Published time: September 12, 2011 11:32
Edited time: September 12, 2011 18:22
Yaroslavl : Russian rescuers and investigators work at the crash site of a plane with Russian ice hockey team Lokomotiv Yaroslavl aboard near in the city of Yaroslavl. (AFP Photo / Pool / Maxim Shipenkov)

Yaroslavl : Russian rescuers and investigators work at the crash site of a plane with Russian ice hockey team Lokomotiv Yaroslavl aboard near in the city of Yaroslavl. (AFP Photo / Pool / Maxim Shipenkov)

The Yak-42 that crashed near Yaroslavl taking 44 lives last week was in proper mechanical condition and the latest repairs were done to all requirements, the transport prosecution has ruled. Pilot error is the most likely cause of the tragic crash.

The last scheduled service of the plane was in August, during which the right engine was replaced and all other defects were reportedly eliminated. All these repairs were certified and correspond to requirements informed the transport prosecution.

The company that provided technical maintenance of the Yakovlev Yak-42 aircraft was inspected by experts from the Russian transport prosecution. 

An investigation by the Interstate Aviation Committee also failed to find any irregularities in the aircraft’s condition and operation prior to the crash, a spokesperson for the regulator said on Monday.

“The preliminary analysis showed that the lifting weight was within the norm; the pre-start check of control channels by the crew revealed no errors…Flight recorders so far revealed no signs of commands which would indicate sudden failures,” the committee said.

As earlier investigation ruled out the possibility that low-quality fuel could have been a cause of the tragedy. Technical problems and pilot error were the likely reasons behind the Yakovlev Yak-42 plane crash.

While the technical problem theory appears less possible on Monday, the most likely cause of the tragedy remains pilot error.

“Pilots may not have accelerated enough and forced the engines too late. When the plane hit the homing beacon mast, there was no chance to bring the machine under control,” a source in law enforcement told Interfax new agency on Monday. “This version is seen as the most likely,” he added.

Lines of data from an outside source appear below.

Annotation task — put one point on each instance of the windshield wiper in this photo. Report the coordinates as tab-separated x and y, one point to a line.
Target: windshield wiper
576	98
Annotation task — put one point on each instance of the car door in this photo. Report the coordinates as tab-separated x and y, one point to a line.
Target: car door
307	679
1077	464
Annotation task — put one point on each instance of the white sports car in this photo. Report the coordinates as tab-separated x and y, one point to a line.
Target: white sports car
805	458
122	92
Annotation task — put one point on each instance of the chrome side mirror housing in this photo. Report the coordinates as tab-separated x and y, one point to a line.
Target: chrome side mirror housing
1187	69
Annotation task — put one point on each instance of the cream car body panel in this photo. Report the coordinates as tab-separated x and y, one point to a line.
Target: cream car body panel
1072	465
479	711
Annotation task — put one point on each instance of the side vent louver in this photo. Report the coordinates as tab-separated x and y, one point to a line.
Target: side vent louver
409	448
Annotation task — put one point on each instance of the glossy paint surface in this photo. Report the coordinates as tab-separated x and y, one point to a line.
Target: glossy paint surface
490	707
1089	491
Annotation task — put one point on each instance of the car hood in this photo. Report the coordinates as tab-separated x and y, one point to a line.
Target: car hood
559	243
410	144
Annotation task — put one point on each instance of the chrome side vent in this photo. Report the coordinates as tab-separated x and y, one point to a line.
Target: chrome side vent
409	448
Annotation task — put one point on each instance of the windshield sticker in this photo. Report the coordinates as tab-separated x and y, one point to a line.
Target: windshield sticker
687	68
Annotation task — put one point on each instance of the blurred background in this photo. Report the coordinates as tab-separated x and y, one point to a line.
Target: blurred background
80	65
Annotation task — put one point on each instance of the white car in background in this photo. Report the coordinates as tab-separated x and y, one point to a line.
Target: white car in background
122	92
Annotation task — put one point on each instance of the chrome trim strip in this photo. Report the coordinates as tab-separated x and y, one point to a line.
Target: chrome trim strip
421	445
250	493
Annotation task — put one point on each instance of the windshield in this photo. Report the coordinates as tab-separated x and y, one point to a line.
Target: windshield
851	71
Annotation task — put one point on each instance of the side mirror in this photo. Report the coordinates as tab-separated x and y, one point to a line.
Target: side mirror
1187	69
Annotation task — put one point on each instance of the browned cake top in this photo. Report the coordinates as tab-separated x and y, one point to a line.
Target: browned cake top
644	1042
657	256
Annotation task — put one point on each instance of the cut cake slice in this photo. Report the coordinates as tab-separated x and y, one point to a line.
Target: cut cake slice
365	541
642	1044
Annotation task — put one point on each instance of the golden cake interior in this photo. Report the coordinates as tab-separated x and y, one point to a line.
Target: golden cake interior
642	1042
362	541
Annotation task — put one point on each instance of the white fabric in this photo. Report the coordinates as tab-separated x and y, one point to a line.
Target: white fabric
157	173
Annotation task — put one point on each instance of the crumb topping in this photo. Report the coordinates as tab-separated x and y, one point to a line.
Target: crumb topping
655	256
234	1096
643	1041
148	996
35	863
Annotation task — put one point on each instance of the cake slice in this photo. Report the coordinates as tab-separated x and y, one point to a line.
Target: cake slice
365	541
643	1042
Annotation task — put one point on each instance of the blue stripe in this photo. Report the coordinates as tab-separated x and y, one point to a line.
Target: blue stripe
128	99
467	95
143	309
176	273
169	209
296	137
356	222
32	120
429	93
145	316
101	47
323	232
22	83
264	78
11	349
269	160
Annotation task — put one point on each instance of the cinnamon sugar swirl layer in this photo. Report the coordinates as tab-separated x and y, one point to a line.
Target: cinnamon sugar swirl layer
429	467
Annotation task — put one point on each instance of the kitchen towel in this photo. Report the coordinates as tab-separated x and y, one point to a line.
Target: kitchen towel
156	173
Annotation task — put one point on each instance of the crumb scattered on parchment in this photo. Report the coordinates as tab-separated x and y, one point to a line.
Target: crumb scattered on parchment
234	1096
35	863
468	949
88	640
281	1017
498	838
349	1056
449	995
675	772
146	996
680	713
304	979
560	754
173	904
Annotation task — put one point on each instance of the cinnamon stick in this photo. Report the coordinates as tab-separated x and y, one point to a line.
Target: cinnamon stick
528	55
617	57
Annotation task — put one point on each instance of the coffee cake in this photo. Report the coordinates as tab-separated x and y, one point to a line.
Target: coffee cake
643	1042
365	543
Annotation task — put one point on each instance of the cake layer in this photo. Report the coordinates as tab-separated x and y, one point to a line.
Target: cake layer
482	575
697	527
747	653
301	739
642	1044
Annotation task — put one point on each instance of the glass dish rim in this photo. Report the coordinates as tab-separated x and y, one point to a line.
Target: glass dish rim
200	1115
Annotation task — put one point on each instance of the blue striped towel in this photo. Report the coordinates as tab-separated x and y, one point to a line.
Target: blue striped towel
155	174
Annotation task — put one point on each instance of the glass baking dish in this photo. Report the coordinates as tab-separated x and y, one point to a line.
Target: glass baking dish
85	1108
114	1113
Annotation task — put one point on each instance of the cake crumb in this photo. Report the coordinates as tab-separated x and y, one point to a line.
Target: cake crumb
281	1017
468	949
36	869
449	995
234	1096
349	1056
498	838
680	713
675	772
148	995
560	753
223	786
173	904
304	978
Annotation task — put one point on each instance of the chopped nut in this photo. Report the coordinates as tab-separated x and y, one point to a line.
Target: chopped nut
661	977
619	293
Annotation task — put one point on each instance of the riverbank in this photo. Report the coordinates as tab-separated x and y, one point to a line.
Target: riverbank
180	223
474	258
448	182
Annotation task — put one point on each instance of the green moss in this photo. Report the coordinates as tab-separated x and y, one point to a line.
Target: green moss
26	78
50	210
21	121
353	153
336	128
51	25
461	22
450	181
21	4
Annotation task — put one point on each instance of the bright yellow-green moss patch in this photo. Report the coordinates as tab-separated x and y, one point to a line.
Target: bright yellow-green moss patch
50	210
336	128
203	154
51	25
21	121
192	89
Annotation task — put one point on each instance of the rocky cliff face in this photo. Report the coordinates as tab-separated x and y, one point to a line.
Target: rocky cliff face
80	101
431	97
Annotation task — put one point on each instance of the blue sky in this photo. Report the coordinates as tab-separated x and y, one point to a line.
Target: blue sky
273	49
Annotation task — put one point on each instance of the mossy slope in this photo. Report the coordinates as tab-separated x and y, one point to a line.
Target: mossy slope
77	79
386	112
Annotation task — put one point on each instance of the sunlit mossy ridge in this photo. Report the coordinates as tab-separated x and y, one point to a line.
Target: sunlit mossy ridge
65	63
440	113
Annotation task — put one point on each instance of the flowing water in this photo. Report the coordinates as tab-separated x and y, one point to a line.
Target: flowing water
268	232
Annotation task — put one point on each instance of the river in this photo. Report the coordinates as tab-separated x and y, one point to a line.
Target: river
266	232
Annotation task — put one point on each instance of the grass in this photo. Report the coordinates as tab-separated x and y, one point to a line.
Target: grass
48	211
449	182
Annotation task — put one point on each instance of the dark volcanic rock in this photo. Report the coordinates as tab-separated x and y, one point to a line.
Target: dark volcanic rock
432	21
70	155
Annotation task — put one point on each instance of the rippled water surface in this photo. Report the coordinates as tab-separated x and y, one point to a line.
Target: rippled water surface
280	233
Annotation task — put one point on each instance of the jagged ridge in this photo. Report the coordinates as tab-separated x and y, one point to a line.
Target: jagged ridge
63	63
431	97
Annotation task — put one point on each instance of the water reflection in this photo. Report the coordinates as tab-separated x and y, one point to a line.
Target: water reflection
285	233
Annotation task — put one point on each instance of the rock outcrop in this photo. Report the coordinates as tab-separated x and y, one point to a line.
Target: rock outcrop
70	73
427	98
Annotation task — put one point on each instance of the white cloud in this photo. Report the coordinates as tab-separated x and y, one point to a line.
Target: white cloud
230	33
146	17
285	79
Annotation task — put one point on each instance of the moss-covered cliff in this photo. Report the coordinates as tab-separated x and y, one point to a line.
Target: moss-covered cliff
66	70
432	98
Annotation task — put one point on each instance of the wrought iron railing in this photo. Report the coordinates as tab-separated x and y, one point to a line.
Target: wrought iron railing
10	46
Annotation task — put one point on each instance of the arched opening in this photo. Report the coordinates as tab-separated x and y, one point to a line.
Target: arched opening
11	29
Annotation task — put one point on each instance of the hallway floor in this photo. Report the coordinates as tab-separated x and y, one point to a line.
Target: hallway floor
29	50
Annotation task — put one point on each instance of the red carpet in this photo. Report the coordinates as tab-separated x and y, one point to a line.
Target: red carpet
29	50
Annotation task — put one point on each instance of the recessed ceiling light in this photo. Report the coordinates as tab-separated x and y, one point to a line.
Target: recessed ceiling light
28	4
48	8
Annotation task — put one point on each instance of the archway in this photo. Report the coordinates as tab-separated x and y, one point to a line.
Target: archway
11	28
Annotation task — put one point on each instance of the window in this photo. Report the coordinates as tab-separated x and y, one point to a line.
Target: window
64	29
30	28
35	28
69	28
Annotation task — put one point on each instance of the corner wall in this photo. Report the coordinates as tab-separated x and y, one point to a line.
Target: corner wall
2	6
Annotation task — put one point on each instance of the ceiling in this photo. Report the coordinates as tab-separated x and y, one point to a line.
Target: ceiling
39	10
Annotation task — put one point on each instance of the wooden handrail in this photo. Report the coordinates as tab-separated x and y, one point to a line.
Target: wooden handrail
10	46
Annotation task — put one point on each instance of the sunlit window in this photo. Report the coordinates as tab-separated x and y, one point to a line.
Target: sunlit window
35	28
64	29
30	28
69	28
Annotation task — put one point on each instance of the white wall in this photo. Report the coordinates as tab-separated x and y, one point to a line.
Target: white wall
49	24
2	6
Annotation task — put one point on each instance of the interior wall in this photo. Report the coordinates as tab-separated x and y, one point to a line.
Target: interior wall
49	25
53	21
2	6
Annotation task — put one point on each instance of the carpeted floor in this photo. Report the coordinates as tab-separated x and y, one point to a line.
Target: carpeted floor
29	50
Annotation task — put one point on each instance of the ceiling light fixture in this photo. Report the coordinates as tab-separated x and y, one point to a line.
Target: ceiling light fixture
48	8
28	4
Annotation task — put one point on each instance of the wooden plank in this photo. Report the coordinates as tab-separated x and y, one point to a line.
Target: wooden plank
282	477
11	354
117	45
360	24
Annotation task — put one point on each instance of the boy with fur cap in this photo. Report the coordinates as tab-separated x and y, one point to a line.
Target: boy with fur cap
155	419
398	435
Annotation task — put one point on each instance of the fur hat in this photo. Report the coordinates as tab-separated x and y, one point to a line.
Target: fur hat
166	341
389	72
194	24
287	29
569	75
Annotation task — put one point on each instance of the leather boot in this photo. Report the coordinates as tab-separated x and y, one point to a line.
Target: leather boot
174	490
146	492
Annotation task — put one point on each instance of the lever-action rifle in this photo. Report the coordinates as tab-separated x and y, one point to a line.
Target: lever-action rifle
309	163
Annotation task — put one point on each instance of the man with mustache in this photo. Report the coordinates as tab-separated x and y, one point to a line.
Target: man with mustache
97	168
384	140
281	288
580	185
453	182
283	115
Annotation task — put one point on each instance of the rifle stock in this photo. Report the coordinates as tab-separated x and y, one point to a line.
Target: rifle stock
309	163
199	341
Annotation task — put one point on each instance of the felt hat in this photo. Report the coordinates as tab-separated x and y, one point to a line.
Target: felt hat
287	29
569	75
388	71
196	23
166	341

Though no official comments have been released so far concerning this scenario.

The examination of the flight recorders is expected in the coming days after the tape has dried. The “black boxes” contain the recording of the tragic flight, confirmed in the Interstate Aviation Committee.

After one of the two survivors of the last Wednesday crash died in hospital from severe injuries on Monday, flight crew member Aleksandr Sizov remains the only witness. His condition is listed as serious but stable. He has been moved to the main ward.

The investigation will have a chance to obtain evidence from Sizov only after he recovers sufficiently to be able to talk. This may become crucial information for the experts investigating the plane crash.